Portrait de Jean Clouet (BNF)Médaille conservée à la BNF portant l'inscription : « IEHANNET• CLOVET•PICTOR•FRANC•REGIS »
(selon Alexandra Zvereva)

 

Biographie

 1475/85-1541

La vie de ce portraitiste est très mal connue. Les informations disponibles proviennent des comptes royaux et de divers documents à caractère juridique (actes notariés) ou d'état civil (registres paroissiaux).
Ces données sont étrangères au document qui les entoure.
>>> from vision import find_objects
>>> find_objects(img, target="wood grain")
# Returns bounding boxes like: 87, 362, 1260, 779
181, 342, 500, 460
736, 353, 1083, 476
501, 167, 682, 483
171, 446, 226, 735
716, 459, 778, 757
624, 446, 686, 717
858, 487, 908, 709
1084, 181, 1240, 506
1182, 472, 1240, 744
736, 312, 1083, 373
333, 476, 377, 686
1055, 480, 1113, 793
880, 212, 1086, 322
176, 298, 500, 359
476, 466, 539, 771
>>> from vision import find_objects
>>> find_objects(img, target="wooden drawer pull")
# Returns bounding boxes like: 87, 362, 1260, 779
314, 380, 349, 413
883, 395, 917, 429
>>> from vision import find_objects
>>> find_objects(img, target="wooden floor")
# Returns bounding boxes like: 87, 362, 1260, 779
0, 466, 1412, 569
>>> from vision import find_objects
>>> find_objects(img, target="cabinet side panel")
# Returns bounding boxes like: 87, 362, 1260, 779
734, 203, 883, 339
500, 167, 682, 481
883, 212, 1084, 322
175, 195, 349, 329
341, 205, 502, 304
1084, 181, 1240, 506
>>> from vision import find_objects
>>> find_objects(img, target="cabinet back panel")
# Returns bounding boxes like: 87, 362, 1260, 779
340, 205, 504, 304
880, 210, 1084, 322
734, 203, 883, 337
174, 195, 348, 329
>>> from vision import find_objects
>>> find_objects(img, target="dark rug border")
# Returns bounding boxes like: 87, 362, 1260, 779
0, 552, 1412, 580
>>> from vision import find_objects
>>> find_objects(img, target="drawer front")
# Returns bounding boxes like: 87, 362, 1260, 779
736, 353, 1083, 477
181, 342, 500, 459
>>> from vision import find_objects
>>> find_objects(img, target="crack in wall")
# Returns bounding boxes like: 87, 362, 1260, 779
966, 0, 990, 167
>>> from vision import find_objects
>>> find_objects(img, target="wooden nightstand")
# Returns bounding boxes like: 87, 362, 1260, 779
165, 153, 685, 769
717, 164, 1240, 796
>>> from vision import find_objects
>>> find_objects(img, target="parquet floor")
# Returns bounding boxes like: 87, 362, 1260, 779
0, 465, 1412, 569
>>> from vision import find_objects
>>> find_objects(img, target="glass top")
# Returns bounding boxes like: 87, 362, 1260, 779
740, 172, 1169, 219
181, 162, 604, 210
Jean (Janet ou Jehannet) Clouet est probablement né à Bruxelles entre 1475 et 1485. Il est issu d'une famille de peintres : les Clauwet. Son grand-père est le peintre et enlumineur Simon Marmion (1425-1489). Son frère, Polet ou Paulet, fut peintre à la cour de Navarre.

Le détail de sa formation reste inconnu mais il est évidemment familier de la peinture flamande du 15e siècle. La majorité des historiens pense qu'à son arrivée en France, il entre directement au service de François Ier (1494-1547). En effet, il n'existe aucune œuvre de Clouet antérieure au règne de ce roi, qui accède au trône de France en 1515.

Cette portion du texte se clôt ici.